Inoltre, dati etnografici ci mostrano come la guerra, per le società “primitive”, era una realtà costante e piuttosto estesa. Pierre Clastres, nell’Archeologia della Violenza, chiarisce le ragioni per cui nel discorso etnologico a lui coevo le società primitive appaiono essenzialmente delle società contro la violenza. Nella sua interpretazione “la guerra primitiva è invisibile [alle ricerche etnografiche] perché non ci sono più guerrieri per farla”.[2] L’unica eccezione è costituita dalla società degli Yanomami amazzonici nella quale, a causa dell’isolamento secolare che gli ha permesso di vivere “come se l’America non fosse mai stata scoperta”[3], è possibile scorgere l’onnipresenza della guerra.
In pratica l’etnologia non parla di guerra perché le società primitive studiate dagli etnologi sono già lungo il cammino della morte e, dunque, l’assenza di una riflessione sulla violenza può essere spiegata per la scomparsa della guerra in conseguenza della perdita della libertà di queste società. Al contrario, quando l’Europa entrò in contatto con quelle culture che verranno definite, secondo una logica oppositiva, società naturali, l’evidenza della guerra colpì i viaggiatori europei come è possibile intuire dalle note dei cronisti dell’epoca. Evidenza che, tra le altre cose, spinse Hobbes a giustificare la sua teoria sullo stato di natura appellandosi a dati osservabili.
Particolarmente interessante, poi, è la critica mossa all’interpretazione economicistica – ed alla sua “variante” marxista – della guerra e a quella scambista. Secondo il discorso economicista, l’economia primitiva è un’economia prevalentemente misera ed essenzialmente di sussistenza; in tale ottica la guerra appare come il risultato della scarsità delle risorse, dovuta a determinate forze produttive, la cui conseguenza non può essere altro che un incremento della competizione tra i gruppi per l’appropriazione delle risorse mancanti – da qui il conflitto armato.
Gli etnologi marxisti d’altro canto, precisa Clastres, non apportano nessun significativo cambio di prospettiva all’interpretazione economicistica. Marvin Harris e Daniel Gross, infatti, spiegano la guerra tra gli indiani amazzonici appellandosi alla scarsità di proteine nell’alimentazione, cosa che comporta la ricerca di territori nuovi e lo scontro con le popolazioni stanziate nei luoghi da conquistare. Siccome il processo storico è dominato dalla legge dello sviluppo delle forze produttive, è opportuno che vi sia “una sorta di grado zero”[4] di queste forze: una situazione di debolezza delle forze produttive. Questo il ruolo dell’economia primitiva la quale, per la situazione di miseria, non può fare altro che avviare lo sviluppo delle forze produttive. Riecheggia, dunque, la visione secondo la quale l’economia primitiva non sarebbe in grado di fornire un’alimentazione adeguata.

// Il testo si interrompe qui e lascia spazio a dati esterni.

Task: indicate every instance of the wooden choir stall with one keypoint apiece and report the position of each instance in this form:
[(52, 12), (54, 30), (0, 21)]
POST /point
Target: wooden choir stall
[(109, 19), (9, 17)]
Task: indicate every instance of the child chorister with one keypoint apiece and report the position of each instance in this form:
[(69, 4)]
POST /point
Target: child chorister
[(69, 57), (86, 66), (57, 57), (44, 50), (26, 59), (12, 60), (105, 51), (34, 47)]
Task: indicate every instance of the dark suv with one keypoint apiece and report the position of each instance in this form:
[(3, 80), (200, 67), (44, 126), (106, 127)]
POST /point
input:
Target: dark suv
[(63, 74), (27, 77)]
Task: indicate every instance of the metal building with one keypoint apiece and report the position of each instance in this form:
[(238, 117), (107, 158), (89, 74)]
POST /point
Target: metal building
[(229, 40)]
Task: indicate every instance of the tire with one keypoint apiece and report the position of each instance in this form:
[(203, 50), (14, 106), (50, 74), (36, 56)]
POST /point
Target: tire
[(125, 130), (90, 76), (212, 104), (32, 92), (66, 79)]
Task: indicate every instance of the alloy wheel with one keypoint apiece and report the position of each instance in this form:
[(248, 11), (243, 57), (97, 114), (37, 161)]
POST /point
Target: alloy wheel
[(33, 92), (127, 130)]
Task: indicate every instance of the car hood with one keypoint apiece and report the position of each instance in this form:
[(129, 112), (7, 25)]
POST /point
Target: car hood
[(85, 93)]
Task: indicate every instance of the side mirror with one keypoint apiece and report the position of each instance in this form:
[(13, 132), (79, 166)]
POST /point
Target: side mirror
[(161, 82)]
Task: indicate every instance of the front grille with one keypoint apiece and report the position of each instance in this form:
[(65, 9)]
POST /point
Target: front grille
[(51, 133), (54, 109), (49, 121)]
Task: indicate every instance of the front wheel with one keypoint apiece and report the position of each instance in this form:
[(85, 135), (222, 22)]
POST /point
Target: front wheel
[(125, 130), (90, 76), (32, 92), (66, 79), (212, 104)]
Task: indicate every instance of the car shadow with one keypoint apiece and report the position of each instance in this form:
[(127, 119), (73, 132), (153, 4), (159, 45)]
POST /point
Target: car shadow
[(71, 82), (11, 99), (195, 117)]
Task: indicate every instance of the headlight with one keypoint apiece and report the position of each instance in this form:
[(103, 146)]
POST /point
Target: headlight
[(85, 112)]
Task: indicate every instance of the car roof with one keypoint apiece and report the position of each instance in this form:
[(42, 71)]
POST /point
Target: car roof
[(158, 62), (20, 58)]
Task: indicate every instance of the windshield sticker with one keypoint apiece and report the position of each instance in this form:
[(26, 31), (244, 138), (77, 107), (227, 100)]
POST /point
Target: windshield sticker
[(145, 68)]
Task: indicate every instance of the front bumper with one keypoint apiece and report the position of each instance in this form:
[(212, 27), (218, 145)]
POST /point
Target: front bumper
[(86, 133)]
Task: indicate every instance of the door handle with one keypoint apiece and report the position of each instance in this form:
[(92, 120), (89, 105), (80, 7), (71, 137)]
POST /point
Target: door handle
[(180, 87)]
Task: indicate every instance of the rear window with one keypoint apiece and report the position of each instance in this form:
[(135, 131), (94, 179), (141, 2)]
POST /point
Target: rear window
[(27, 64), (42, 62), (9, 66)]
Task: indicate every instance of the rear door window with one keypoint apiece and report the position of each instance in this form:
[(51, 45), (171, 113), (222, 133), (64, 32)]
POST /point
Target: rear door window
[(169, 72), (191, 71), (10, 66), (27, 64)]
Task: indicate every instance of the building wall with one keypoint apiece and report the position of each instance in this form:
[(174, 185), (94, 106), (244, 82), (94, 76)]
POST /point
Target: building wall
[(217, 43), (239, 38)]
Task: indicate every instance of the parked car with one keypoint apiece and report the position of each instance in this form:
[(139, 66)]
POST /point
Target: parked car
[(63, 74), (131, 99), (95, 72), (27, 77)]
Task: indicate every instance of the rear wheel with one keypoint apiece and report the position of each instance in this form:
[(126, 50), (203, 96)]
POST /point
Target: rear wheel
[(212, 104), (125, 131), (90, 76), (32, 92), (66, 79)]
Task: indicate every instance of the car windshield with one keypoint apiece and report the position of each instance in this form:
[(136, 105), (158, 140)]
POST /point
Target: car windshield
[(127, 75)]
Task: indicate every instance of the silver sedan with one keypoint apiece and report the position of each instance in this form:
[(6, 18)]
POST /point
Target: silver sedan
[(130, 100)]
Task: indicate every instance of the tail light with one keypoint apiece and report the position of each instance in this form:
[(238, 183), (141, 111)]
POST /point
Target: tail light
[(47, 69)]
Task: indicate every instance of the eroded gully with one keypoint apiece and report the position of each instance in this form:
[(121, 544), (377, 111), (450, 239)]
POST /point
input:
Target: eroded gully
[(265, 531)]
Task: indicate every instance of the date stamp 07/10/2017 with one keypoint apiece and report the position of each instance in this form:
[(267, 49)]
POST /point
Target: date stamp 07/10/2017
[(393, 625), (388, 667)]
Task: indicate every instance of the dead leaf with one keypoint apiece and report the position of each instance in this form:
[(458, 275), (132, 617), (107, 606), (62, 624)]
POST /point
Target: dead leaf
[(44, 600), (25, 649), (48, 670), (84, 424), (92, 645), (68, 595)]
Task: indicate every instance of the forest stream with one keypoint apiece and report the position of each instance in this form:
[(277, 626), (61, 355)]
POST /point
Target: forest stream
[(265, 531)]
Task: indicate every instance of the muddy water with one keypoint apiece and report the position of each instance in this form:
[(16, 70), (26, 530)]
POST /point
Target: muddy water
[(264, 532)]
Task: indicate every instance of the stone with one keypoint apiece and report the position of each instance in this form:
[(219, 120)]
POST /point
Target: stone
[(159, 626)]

In realtà, su questo punto Clastres non è preciso; i testi di Marvin Harris invece ci rivelano che anch’esso era cosciente dell’abbondanza dell’economia primitiva. In Cannibali e Re, come è evidenziato nell’articolo del Collettivo Anarchico Incubo Meccanico, Harris accenna allo stile di vita dei primitivi i quali “vivevano una vita molto più sana di quella di molti dei loro posteri”.[5] Sicuramente la quantità di lavoro era minore rispetto al periodo in cui si sviluppò l’agricoltura: secondo Harris, per esempio, “il segreto delle così poche ore dedicate dai boscimani alla caccia e alla raccolta sta nell’abbondanza e nell’accessibilità delle risorse disponibili: animali e piante”.[6] L’abbondanza e il tempo libero sarebbero il risultato di una densità demografica bassa. “Studi di cacciatori raccoglitori di oggi e del recente passato rivelano che la pratica dell’agricoltura è spesso trascurata non per ignoranza ma per convenienza (…). I cacciatori-raccoglitori spesso dicono di possedere tutte le capacità e le tecniche necessarie per la pratica dell’agricoltura ma si astengono dal coltivare alcunché”.[7]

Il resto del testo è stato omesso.